Something in this report rubbed me the wrong way, but I did not heed it. I put it behind me. As time heals all wounds, I stopped caring about the investigation. Time heals all wounds, but it leaves scars. It was clear, even to me, I had changed. But people never change. No. I had adapted. Dr. Grey tried to get in touch with me, but I brushed him aside. Everything was fine. I functioned. I did something. I was useful. Was that not enough? He did not think so, but it was my choice.

“Now, Giles, we’ve all noticed you have a bit of a temper,” the devil said from across the table. I found myself back in the small store. I took a sip of my coffee. It was cold now. It tasted faintly metallic: “And the fact of the matter is, you’ve not been doing well with other people since–” “Since what!?,” I retorted in an excessively aggressive tone. I apologised immediately. The devil sighed. “We know that losing,” he started. It felt wrong for him to say her name. “Don’t say it,” I pleaded silently. He looked at me puzzled. “It was tragic,” he nodded and drank the rest of his coffee. “No hard feelings, right?,” he asked as he got up. His horns cast shadows across his forehead in the light. I did not respond. “Come now, be reasonable,” he said in a courteous tone. He reached out his hand for a shake. “I’m sorry,” I said and shook his hand. It was cold and sweaty. His grip was firm, though. “All the best,” he said and started for the door. That was when I heard the growl. It began silently and distantly. Then it grew. I felt it. Then darkness.

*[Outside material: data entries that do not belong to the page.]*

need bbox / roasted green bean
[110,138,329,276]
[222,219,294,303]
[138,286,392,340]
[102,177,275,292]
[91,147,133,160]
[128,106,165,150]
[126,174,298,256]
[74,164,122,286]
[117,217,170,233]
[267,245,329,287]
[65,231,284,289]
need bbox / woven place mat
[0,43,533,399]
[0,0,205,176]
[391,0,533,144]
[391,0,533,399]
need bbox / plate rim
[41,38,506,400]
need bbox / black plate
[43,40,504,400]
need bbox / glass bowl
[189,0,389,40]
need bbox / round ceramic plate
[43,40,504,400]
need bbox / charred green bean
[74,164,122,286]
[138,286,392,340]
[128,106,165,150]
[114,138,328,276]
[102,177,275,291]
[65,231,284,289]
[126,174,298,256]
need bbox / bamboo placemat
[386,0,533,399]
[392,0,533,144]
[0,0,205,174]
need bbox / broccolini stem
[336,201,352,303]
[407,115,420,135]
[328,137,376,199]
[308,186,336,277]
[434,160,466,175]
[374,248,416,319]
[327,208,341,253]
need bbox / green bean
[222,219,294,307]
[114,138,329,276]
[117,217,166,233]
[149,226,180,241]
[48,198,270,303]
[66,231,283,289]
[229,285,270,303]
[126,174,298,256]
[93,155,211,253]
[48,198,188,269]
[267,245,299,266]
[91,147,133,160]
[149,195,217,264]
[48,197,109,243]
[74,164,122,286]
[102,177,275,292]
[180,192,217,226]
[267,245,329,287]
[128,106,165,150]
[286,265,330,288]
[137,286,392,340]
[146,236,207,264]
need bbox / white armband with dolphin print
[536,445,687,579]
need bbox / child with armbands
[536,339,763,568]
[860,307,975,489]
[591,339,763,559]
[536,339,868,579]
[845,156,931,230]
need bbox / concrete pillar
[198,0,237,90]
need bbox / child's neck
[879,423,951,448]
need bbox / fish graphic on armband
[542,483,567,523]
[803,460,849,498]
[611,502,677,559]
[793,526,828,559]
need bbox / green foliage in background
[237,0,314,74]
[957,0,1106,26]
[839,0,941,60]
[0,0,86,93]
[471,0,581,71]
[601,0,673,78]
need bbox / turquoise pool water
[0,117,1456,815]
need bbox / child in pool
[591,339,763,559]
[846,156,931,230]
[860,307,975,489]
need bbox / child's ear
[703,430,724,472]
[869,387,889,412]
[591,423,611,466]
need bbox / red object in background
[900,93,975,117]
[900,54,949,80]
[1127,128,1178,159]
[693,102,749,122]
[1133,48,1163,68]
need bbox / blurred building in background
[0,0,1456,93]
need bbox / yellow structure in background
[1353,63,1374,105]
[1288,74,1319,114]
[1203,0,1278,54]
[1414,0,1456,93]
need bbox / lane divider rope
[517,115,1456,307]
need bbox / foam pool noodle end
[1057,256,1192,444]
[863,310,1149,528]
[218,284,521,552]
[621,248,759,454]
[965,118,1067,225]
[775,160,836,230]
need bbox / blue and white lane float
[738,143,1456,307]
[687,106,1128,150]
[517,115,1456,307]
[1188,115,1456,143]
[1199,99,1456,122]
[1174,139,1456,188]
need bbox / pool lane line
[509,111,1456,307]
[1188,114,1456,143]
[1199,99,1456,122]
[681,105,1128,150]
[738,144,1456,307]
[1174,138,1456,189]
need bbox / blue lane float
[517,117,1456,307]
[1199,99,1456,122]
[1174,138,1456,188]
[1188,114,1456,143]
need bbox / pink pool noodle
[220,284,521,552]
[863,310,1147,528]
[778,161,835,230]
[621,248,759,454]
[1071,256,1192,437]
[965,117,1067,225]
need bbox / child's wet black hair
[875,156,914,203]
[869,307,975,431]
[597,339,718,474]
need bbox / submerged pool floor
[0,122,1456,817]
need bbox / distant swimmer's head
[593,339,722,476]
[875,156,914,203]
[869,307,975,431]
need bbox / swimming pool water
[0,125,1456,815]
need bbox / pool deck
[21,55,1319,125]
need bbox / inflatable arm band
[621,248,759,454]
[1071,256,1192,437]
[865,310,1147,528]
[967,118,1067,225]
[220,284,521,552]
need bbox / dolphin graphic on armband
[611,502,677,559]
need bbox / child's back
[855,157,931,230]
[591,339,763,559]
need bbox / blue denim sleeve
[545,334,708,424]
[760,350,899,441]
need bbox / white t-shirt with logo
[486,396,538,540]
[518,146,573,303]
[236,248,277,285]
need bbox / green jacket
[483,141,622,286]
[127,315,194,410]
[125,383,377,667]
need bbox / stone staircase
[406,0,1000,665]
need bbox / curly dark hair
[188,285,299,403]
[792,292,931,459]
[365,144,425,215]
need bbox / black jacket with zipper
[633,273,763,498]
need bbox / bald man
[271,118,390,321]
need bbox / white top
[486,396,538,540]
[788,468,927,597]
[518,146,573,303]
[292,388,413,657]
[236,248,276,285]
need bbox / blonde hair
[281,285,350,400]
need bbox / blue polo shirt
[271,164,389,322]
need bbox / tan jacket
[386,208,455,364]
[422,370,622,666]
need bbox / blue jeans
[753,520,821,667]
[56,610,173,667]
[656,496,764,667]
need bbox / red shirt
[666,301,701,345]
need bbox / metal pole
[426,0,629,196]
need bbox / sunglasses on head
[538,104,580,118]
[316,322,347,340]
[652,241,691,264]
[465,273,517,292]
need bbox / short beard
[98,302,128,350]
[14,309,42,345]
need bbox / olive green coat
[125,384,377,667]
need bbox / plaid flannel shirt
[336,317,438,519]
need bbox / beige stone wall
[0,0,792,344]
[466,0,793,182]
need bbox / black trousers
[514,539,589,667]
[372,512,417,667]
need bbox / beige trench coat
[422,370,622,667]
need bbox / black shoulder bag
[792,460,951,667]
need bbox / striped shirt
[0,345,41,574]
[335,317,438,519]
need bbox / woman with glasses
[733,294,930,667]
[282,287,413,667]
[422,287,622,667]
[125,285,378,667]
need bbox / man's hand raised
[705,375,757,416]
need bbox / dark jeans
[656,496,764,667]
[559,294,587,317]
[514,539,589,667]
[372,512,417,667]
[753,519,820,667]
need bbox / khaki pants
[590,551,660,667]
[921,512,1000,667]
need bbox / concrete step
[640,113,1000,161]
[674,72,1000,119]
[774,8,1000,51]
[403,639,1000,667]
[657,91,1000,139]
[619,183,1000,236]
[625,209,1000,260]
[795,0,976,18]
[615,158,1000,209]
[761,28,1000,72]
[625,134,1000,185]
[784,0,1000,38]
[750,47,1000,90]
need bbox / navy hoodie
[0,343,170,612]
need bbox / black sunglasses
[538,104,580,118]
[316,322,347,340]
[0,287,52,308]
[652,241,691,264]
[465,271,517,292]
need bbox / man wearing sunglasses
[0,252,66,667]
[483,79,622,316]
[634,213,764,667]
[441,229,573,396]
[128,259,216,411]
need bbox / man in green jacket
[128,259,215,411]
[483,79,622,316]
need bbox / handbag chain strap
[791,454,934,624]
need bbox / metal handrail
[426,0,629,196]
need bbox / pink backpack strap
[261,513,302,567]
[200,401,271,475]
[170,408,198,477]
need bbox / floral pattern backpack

An officer asked me what had happened. We were back in the old interrogation room. Nothing had changed since I had seen it last. The table and chairs were the same. Only this time I felt like more people were watching me. They asked me what had happened and I told them: “When the devil was half way out the door, the old crone had sicced her dog on him and everything went black.” The officers looked skeptically at me and turned their attention to some paperwork on the table. They had several folders in front of them. One was labelled “The Catherine Incident”. “And the dog tore him in pieces,” I continued. There was a knock on the door. The door opened. An armed officer came in, and one of the interrogators went out. He then returned with a man in a white coat. His hair had faded a bit and he still looked unremarkable. “Giles Burden,” he said and shook my hand: “It’s been a while.” Grey sat down at the end of the table. The armed officer stayed in the room. “Tell me,” Grey began: “What happened the weekend the week before Catherine passed away?” “Why do you care?,” asked one of the officers. Grey sighed. “Someone hasn’t been paying attention.” He nodded at the door. Grey and the officer went outside and shut the door behind them. They returned after a minute. “So, what did happen that weekend the week before her death?,” Grey asked. “Nothing that I remember,” I answered. “And that answer could pass a polygraph,” Grey nodded. “Think, Mr. Burden. Think,” he said compassionately and gave me time to consider. Nothing came to mind. I told him so.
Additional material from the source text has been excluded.